It is hoped hundreds of performances and workshops will be staged across the country when the first ever Scottish Folk Day is held in the autumn.
Professional acts, music students, grassroots groups and national organisations are all being urged to stage in-person events or release specially-recorded video content.
Scotland has been instrumental in the creation of the first ever European Folk Day, which will be launched in the wake of the success of recently-launched initiatives like World Gaelic Week, the Scots Language Awards and the Gies A Scots Poem Day.
The wider initiative is aimed at uniting musicians across Europe and embracing the music of all communities, whether “historically indigenous or newly-migrant”.
Supported with European Union funding, European Folk Day is aimed at highlighting how traditional art forms are “an essential part of Europe’s rich cultural spectrum”.

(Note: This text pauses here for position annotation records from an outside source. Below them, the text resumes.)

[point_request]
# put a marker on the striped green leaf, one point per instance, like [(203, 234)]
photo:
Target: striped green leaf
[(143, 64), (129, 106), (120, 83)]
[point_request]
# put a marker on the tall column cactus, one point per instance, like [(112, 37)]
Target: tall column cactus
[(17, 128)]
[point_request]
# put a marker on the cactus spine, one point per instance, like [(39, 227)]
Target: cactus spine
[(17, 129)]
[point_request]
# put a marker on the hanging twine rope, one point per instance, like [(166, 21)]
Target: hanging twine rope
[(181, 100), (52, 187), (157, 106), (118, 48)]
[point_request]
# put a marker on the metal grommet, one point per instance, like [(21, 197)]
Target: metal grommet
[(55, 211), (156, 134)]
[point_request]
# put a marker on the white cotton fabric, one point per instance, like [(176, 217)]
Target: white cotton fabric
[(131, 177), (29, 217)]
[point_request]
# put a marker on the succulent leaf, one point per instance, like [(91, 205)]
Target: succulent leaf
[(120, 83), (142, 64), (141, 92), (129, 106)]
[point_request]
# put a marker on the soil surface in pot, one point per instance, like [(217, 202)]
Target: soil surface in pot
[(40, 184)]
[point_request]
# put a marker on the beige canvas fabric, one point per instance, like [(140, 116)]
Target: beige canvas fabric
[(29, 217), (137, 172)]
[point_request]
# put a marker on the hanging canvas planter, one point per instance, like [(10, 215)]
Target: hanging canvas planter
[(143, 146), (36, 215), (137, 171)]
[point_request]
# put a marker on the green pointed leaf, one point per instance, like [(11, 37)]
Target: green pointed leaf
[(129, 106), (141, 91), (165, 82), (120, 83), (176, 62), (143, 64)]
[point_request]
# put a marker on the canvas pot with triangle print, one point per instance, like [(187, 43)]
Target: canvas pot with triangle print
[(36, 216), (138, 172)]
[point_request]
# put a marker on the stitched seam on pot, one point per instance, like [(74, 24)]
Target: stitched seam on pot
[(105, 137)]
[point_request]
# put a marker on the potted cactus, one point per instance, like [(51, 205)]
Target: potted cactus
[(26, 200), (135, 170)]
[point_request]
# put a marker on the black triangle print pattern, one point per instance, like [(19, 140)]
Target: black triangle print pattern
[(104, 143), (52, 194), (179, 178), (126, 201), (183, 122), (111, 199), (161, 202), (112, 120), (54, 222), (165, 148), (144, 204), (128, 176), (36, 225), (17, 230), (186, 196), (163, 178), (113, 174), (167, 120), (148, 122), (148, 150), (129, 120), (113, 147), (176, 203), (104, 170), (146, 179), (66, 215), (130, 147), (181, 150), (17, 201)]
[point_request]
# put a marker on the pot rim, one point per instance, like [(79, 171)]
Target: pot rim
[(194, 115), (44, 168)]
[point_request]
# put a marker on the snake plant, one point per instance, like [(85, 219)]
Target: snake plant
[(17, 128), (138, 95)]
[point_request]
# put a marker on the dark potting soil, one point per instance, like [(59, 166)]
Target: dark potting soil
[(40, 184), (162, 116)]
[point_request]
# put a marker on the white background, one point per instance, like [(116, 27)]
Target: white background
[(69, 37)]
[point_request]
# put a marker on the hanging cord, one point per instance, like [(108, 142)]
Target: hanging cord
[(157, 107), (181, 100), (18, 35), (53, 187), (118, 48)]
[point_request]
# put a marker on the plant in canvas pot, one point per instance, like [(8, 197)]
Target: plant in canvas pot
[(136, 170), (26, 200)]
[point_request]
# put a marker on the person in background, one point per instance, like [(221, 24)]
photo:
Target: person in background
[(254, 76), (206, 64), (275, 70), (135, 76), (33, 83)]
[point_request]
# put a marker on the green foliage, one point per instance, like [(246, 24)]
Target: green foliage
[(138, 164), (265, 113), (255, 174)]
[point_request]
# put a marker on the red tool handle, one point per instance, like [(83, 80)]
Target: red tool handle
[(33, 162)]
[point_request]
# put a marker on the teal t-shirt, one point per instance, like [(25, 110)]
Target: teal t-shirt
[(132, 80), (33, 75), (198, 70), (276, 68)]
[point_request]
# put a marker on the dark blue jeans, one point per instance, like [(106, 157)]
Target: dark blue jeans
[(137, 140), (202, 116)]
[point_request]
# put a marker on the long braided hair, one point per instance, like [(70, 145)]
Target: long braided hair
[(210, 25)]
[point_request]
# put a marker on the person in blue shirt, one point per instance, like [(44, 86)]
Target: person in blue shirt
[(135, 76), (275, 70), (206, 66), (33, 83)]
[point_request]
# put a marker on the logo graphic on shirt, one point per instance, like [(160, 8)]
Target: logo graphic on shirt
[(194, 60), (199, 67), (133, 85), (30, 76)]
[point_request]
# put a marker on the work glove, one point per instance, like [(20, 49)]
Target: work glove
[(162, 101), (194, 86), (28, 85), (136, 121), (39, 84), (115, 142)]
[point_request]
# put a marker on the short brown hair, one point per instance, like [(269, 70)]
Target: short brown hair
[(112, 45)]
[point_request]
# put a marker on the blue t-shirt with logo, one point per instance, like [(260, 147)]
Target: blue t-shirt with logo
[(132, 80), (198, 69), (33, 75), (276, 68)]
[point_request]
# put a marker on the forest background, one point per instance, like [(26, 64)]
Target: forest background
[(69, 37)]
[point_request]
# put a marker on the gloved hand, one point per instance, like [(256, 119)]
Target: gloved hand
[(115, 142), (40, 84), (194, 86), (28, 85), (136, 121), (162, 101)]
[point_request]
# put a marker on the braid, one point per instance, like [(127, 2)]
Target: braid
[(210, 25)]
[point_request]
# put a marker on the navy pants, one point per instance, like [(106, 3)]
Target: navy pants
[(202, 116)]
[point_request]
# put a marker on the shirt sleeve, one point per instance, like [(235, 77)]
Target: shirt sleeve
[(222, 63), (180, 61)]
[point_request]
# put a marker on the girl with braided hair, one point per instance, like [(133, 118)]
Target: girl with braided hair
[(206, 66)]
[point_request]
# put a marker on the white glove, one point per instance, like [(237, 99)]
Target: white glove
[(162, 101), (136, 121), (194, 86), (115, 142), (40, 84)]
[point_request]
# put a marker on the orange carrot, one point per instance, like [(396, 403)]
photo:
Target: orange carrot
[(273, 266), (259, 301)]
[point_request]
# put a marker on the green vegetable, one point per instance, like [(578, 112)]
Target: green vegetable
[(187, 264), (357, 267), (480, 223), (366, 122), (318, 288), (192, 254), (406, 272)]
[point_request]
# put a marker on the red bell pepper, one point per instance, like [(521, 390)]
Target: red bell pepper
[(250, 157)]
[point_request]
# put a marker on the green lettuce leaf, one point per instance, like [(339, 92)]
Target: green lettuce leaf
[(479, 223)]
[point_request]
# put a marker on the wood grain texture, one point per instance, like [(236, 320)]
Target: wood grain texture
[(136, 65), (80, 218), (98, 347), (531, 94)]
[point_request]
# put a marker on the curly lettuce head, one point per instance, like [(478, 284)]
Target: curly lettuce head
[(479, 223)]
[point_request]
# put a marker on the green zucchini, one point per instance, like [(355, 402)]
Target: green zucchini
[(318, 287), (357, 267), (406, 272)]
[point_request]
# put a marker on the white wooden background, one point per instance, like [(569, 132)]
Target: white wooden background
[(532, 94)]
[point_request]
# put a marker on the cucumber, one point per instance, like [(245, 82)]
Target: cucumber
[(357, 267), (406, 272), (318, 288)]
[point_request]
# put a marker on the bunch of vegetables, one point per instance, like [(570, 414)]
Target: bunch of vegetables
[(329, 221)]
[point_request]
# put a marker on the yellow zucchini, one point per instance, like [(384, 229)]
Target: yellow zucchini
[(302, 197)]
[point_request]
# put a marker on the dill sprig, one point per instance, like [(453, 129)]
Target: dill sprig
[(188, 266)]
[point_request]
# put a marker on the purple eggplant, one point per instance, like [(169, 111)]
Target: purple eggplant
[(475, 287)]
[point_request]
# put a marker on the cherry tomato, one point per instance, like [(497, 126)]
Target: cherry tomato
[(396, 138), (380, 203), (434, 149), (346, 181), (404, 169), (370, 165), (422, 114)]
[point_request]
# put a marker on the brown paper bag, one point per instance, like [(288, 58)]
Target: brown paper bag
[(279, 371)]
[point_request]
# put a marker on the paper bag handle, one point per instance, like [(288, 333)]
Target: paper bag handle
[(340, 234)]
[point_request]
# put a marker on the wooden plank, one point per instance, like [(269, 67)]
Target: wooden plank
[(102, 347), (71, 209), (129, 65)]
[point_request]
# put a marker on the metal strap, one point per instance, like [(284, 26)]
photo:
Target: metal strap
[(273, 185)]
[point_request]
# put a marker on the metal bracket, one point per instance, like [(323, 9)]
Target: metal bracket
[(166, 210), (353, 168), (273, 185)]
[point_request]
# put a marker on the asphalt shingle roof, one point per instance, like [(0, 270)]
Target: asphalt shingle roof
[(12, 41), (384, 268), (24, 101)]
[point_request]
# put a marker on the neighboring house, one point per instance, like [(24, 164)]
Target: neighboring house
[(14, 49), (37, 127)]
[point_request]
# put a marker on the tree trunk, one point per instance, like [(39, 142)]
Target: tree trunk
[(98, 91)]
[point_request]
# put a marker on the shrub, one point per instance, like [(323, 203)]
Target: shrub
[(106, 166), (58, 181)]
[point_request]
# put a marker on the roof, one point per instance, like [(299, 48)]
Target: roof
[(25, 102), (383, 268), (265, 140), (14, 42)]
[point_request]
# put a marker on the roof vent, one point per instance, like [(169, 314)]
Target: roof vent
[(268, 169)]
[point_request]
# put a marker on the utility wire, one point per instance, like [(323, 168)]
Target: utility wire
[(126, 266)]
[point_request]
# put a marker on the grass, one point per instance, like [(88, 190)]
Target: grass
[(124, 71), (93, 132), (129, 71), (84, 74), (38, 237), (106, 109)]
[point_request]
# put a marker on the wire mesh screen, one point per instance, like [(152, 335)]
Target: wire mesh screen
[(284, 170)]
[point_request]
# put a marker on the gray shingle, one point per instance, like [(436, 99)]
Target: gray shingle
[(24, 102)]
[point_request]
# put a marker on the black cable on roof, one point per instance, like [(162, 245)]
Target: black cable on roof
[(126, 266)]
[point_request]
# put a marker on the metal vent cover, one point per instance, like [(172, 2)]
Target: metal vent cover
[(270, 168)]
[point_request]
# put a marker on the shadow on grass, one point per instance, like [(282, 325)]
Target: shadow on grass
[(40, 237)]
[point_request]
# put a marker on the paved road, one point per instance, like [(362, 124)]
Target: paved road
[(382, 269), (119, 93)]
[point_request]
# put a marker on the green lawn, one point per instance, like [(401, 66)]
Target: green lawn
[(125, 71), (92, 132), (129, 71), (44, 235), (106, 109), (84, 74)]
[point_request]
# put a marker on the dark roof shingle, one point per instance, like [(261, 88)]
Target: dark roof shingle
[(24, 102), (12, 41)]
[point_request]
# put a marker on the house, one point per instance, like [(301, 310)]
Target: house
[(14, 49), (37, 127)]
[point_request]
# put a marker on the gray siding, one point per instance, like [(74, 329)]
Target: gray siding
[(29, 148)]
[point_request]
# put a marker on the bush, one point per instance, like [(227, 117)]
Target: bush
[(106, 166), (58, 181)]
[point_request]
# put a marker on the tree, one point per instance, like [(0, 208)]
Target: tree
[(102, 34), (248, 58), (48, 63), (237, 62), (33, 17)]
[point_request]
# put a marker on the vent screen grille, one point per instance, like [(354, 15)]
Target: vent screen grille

The initiative has been launched by members of the European Folk Network, including the Edinburgh-based Traditional Music Forum (TMF), which is leading the organisation of Scottish Folk Day.
TMF director David Francis said: “Folk music is a huge part of Scotland’s culture and heritage, and is still prevalent in the lives of many Scots today. Scottish Folk Day is a means of celebrating that history, and keeping the tradition alive by connecting people of all ages, abilities and backgrounds who share one common interest.
“All of us at TMF are thrilled to be running the event in Scotland on behalf of the European Folk Network, and can’t wait to see how individuals, groups or indeed entire musical communities come together to help us celebrate on September 23.”
An official announcement on European Folk Day states: “The traditional arts are an essential element of European cultural identity and diversity, a source of wealth of a magnitude we can only begin to imagine.
“There are millions of us who, in one way or another, work, create and actively participate in this fundamental element of our culture. We are a key part of Europe’s cultural richness and distinction. The European Folk Day is the milestone to bring the pan-European community together.
“It is born with the intention of establishing the European Folk Day as a key date in the annual calendar.”
Araceli Tzigane, Spanish board member of the European Folk Network, said: “In Scotland, as in every European community, the traditional arts are essential foundations of cultural heritage and identity.
"Participation in the European Folk Day will be a shared celebration, joining communities across Europe to increase recognition of traditional arts in all their diverse forms.”
Musician Gary Innes, who helped launched Scottish Folk Day, said: “I’ve been so fortunate that I’ve got to travel the world playing traditional music and folk music. It’s about time Scotland got to celebrate in its own way.”
Simon Thoumire, founder of Hands Up For Trad, which was set up in 2002 to champion Scottish traditional music, said: “I love the idea of a Scottish folk day as will bring us all together singing and playing with our friends across Europe.”